Dr de Bres is creating an illustrated resource for parents based on her research with parents in partnership with the Rainbow Support Collective, a group of rainbow organisations in Aotearoa who run the Be There campaign for parents and whānau of rainbow youth.

Dr de Bres is hoping to extend her current project to focus on the experience of trans young people themselves and members of their wider families (such as grandparents, cousins, aunts and uncles) and the distinct intersectional experiences of Māori, Pasifika, Asian and Pākehā youth and their families.

A picture featured in the resource Dr de Bres is making for parents.

This picture is about a parent setting expectations for her wider family in supporting her transgender child.

She says pride means finding those parts of you that are different and making them your sources of strength.

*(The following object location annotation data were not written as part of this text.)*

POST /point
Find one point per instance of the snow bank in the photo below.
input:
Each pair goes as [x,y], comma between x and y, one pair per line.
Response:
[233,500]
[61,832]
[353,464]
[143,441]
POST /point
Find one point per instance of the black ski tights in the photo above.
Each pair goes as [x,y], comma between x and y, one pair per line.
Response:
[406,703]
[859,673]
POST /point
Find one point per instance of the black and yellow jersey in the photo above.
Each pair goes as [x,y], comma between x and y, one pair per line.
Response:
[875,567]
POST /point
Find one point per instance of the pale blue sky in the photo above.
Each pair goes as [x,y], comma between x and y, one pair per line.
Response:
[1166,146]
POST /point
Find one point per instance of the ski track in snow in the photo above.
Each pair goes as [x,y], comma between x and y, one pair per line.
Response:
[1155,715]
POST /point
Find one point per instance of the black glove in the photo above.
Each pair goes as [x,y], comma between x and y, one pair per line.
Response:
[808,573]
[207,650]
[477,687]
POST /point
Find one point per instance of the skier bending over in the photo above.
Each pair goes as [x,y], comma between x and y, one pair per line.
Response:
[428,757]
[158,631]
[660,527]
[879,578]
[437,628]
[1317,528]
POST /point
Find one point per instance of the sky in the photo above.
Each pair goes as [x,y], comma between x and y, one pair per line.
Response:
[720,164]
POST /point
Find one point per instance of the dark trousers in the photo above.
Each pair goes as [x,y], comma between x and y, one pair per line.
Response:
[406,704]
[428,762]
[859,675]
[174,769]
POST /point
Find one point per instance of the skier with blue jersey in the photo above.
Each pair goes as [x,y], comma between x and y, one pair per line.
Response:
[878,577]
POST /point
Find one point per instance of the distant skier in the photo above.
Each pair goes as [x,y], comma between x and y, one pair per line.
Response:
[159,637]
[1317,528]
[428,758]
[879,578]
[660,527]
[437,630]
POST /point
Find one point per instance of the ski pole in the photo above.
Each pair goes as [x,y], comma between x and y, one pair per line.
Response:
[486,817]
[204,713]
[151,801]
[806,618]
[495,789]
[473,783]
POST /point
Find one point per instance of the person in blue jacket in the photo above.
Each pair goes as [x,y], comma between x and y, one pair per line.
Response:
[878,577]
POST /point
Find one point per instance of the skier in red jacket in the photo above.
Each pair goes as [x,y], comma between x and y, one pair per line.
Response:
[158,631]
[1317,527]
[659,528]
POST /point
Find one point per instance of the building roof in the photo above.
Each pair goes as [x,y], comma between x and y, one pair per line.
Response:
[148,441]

“There is much joy to be found in breaking free from social norms and just being authentically who you are. That’s when the magic happens. But we need to do a lot more work in Aotearoa to make it safe for people to be open about who they are.”

Dr de Bres has osteogenesis imperfecta (brittle bones) and has broken more than 40 bones which she says is probably what started her off being interested in the wellbeing of other social minorities.

“Some of the broken bones have come from major trauma, but some have been from very minor things, like putting on makeup and turning on a tap. Having a disability is core to my sense of who I am and I think it makes me understand other minority experiences better too - I wouldn’t be the same without it.”

Dr de Bres and her identical twin are currently writing a book together called ‘How to Be Multiple’ on the philosophy of twins, and how being a twin connects to the experiences of a range of other social minority groups.

“There’s a chapter on twins and disability, twins and queerness, twins and objectification, among other topics. My twin, a philosopher, is writing it, I’m drawing the pictures, and our editor is also an identical twin!”